PolicyBrief
S. 1399
119th CongressApr 9th 2025
Health Tech Investment Act
IN COMMITTEE

The "Health Tech Investment Act" ensures appropriate Medicare payments for algorithm-based healthcare services and codifies the payment system for "software as a service."

Mike Rounds
R

Mike Rounds

Senator

SD

LEGISLATION

Medicare Overhauls Payments for AI Health Tools and Software Starting 2026

This legislation, the Health Tech Investment Act, sets new rules for how Medicare pays for certain high-tech healthcare services that rely on algorithms, artificial intelligence (AI), and machine learning (ML). Starting January 1, 2026, it establishes a specific payment pathway for these services, aiming to ensure reimbursement rates reflect the actual costs involved, including technology development, software subscriptions, staffing, and overhead.

New Payment Lane for High-Tech Health

The core change involves creating a "new technology ambulatory payment classification" specifically for what the bill calls "algorithm-based healthcare services." Think of software using AI or similar tech, cleared or approved by the FDA, that helps doctors screen, detect, diagnose, or treat conditions by analyzing data and providing clinical insights. Under Section 2(a)(H)(i), Medicare payments for these services, when assigned to this new classification, will be calculated based on cost information submitted by the manufacturers. The bill also directs regulators to adapt the application process (Sec 2(a)(H)(ii)) so that these algorithm-based services qualify even if they run alongside or as part of another existing medical procedure, provided they are distinct and require extra resources. Additionally, the act formally recognizes and codifies existing payment rules for "software as a service" (SaaS) used in hospital outpatient settings, effective retroactively to January 1, 2023, aligning with previous regulatory guidance (Sec 2(b)).

From Bill Text to Bedside

What does this mean practically? Imagine a new AI-powered tool that analyzes medical images with greater speed or accuracy, potentially catching diseases earlier. This bill aims to create a clearer route for Medicare to pay for the use of that specific tool in an outpatient setting, like a clinic or hospital department. The payment would factor in the unique costs associated with developing and running that advanced software. The goal is to remove financial hurdles that might prevent doctors and hospitals from adopting potentially beneficial technologies simply because the old payment codes didn't adequately cover their costs. By basing payments on submitted costs, the system intends to better match reimbursement to the resources needed for these advanced services.

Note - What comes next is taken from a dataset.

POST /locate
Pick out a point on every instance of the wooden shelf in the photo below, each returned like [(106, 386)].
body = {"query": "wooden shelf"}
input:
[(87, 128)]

Balancing Innovation and Implementation

The push here is to encourage innovation in health tech by providing a more predictable and potentially more generous payment structure under Medicare. This could lead to wider availability of cutting-edge diagnostic or treatment tools for patients. However, setting payments based on manufacturer costs (Sec 2(a)(H)(i)) requires careful oversight to ensure accuracy and prevent inflated pricing. Defining exactly when an algorithm-based service is "distinct" enough to qualify (Sec 2(a)(H)(ii)) will also be crucial. While proponents hope this spurs technological advancement and improves care, the system will need robust checks to ensure value and prevent potential misuse, like unnecessary upcoding or reliance on overly expensive tech when simpler options suffice. It might also subtly shift the landscape, potentially favoring tech-heavy providers over more traditional practices.